College told to put plan in motion
Minister looking to see how St Angela's and NUI Galway can work together
Published 17/09/2013 | 16:27
Education Minister Ruairi Quinn wants to see a "very detailed plan" by October 1st outlining how St Angela's College in Sligo and NUI Galway will continue to work together.
Although the future of St Angela's as a higher educational institution seems safe for now, it will have to operate in a vastly changed environment.
Last year, there had been fears for the future of St Angela's because of a proposal that its teacher education be moved to Galway.
But with that threat averted, St Angela's and NUIG must now show how they will continue their relationship, one that has grown since 1978.
Asked about the future of St Angela's during a visit to the college last Wednesday, Minister Quinn said: "The educational institution that is here will remain here."
But he added: "Its structural relationship to NUIG will evolve."

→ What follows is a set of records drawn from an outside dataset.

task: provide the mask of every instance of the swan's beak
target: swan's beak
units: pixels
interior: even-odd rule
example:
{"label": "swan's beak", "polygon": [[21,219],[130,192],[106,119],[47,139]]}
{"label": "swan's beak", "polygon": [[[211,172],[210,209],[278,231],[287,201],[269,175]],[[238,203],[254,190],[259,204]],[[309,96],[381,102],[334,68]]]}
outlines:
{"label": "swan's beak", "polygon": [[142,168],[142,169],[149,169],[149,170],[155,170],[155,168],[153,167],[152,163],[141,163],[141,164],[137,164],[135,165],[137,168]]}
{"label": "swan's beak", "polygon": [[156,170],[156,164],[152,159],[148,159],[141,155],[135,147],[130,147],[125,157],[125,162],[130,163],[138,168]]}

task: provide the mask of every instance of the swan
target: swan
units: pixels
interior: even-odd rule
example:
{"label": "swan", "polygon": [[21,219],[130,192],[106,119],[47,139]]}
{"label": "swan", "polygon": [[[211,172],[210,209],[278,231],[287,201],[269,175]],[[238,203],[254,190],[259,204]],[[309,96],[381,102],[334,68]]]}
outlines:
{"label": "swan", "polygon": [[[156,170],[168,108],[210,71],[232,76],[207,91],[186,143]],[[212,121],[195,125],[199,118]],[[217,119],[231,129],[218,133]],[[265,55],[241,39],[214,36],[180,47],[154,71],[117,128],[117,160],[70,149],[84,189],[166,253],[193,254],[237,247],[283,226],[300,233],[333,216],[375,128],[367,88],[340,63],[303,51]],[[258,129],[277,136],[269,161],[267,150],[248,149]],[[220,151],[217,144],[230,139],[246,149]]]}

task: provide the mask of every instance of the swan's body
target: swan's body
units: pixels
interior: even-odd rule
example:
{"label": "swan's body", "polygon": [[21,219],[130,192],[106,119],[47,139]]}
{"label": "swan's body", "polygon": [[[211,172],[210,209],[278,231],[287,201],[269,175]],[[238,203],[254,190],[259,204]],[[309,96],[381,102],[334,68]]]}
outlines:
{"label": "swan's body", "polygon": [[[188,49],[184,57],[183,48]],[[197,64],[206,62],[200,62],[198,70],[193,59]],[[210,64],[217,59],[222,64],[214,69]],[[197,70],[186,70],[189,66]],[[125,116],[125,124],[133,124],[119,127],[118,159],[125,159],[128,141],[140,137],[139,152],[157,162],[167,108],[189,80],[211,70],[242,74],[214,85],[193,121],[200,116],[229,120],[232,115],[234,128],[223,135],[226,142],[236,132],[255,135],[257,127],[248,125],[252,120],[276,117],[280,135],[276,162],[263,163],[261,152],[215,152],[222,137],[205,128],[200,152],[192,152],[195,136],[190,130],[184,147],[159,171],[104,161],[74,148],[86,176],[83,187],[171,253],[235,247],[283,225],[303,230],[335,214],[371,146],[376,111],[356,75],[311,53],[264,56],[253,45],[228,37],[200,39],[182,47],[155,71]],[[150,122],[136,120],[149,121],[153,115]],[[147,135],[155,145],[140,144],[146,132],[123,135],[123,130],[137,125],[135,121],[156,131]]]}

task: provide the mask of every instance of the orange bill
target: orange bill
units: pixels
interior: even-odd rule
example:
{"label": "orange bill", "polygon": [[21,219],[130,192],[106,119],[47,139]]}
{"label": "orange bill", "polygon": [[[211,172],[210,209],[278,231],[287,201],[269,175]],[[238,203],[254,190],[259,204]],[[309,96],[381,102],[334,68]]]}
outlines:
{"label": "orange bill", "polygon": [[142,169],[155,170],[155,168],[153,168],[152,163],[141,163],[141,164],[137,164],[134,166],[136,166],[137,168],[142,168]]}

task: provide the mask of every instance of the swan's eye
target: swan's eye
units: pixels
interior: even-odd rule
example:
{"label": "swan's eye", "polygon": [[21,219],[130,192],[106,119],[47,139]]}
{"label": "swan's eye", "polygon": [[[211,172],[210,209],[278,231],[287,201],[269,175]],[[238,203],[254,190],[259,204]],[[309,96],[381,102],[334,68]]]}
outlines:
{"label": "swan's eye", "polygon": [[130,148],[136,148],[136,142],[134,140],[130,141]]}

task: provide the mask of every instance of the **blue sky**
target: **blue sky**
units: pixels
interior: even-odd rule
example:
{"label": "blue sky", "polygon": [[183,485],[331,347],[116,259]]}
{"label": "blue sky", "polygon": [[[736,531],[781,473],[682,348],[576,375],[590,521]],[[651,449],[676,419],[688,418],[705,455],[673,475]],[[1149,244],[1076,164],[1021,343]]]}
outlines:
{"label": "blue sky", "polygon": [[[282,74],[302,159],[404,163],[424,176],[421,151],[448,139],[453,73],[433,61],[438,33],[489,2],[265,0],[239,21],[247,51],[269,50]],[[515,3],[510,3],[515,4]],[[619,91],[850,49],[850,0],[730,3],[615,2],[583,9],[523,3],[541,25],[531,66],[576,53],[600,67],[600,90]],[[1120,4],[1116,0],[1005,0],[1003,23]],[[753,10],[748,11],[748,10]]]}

In an interview with The Sligo Champion, he said he had asked all of the 19 different educational institutions around the country what steps they were going to take to fit into a new reconfiguration he had endorsed.
He said: "Those 19 will become, in effect, six organisations but many of them will be on a number of different campuses.
"St Angela's will become a constituent college in an integrated way with NUIG"
The Minister said he was expecting St Angela's and NUIG to come back to him by the end of September and the beginning of October with a very detailed plan as to how they propose to have a single overall institution but with a constituent college at St Angela's.
He added: "I am not telling them what to do. I am saying this is where you have to get to.
"You decide how best to do it yourself."
However, he said for initial teacher education for second-level home economics, St Angela's was "the only place we have in the country."
He continued: "By virtue of that alone guarantees it will exist.
"We are not going to build another one somewhere else.
"But as to the exact nature of the relationship between St Angela's and Galway and the savings and economies of scale and everything else, I want to see a plan from them as to how they propose to do it."
St Angela's President Dr Anne Taheny pointed out that earlier this year, the college celebrated its 60th anniversary.
She pointed out how the college had gone from providing one degree programme for 100 students to 40 NUI-accredited programmes for almost 1,100 students.
Dr Taheny also highlighted the importance of the reinstatement of funding for a €4m Link Building project at St Angela's.
She added: "In reflecting on our past, it compels us also to look forward and embrace the change that is an inevitable part of our future development."